Incluso si la figura del presidente estuviera dispuesta a tramitar clemencia para Pollard (como parecía estarlo Clinton), su principal obstáculo sería sortear a la comunidad de inteligencia, la cual, por razones profesionales, reniega a mostrar condescendencia para con los informantes y espías. Por consiguiente, para poder liberarlo, la Casa Blanca necesitaría una razón práctica que ameritara la decisión. Esta razón parece relacionada con la insatisfacción de Israel con el acuerdo con Irán, firmado hace menos de un mes. Pollard en este sentido sería un pequeño mas simbólico paliativo para el malestar general que afecta al establecimiento político israelí.
En mi opinión, la decisión del gabinete de Obama de soltar a Pollard podría cumplir el propósito de incentivar a Israel a hacer gestos hacia la Autoridad Nacional Palestina, a los efectos de reconstruir el prospecto de nuevas rondas de negociaciones. Washington en este punto es consiente que, en función de la seguridad de Israel, el acuerdo con Irán le resta significativa prioridad a la cuestión de la estatidad palestina, especialmente en tanto Netanyahu sea primer ministro.

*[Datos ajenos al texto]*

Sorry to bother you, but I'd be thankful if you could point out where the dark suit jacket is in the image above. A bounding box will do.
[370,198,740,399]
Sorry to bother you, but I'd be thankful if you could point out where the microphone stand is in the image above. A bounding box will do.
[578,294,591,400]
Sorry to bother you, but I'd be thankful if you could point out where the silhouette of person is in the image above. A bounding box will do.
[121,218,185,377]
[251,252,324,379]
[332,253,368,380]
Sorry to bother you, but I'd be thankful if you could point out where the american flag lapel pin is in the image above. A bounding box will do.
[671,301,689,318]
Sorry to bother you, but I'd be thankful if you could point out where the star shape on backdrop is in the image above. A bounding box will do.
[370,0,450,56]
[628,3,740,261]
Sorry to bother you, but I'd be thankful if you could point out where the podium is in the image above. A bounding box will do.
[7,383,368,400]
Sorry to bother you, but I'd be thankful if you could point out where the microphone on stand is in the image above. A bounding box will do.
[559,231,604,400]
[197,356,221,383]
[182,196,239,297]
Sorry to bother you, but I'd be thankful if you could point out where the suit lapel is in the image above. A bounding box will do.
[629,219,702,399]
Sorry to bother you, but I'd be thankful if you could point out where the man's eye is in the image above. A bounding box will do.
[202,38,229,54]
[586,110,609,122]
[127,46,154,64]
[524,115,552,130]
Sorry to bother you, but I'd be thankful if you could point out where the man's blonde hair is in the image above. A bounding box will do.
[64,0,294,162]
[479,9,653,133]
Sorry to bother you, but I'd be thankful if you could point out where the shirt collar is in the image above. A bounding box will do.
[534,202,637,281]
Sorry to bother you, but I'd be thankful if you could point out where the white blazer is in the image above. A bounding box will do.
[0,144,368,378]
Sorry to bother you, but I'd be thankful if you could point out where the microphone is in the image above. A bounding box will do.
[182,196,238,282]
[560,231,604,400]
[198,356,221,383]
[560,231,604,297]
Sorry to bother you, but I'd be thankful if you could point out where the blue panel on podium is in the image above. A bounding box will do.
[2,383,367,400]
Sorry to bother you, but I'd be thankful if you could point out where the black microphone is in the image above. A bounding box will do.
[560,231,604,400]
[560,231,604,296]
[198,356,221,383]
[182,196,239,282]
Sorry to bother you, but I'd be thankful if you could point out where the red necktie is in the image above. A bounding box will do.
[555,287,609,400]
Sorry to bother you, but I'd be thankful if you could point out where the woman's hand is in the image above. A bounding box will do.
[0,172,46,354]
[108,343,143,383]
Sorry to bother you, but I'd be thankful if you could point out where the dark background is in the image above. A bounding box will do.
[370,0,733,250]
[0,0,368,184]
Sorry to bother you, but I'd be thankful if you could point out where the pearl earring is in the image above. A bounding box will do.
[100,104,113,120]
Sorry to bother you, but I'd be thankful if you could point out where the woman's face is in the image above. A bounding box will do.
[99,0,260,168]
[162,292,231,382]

En sus memorias, Oren establece que durante su mandato como embajador la liberación de Pollard ocupó un sitio importante en la agenda. “Nunca pedí que lo perdonarán – Pollard era culpable de sus crímenes y Israel permanecía culpable – sino que pedí clemencia en base a razones humanitarias”. El exembajador explica que Netanyahu le escribió personalmente a Obama con este propósito en mente. En efecto, al comunicarse que Pollard sería liberado en noviembre, sin pasar la oportunidad para darse algo de crédito, Netanyahu expresó lo siguiente:
“A lo largo de su tiempo en prisión, vine consistentemente planteando su liberación en mis reuniones y conversaciones con el liderazgo de sucesivas administraciones en Estados Unidos”.
De momento, de ser soltado en noviembre, Pollard estará en libertad condicional, y no podrá abandonar el país durante los próximos cinco años. Los estadounidenses difícilmente otorguen que Pollard viaje a Israel inmediatamente, siendo que, para el desasosiego de la Casa Blanca, sería recibido como un héroe. Quedará por verse que termina sucediendo, y si Netanyahu acaba sacando réditos políticos tras la liberación. Sea como fuere, Estados Unidos e Israel se habrán sacado de encima una astilla que ya lleva molestando treinta años.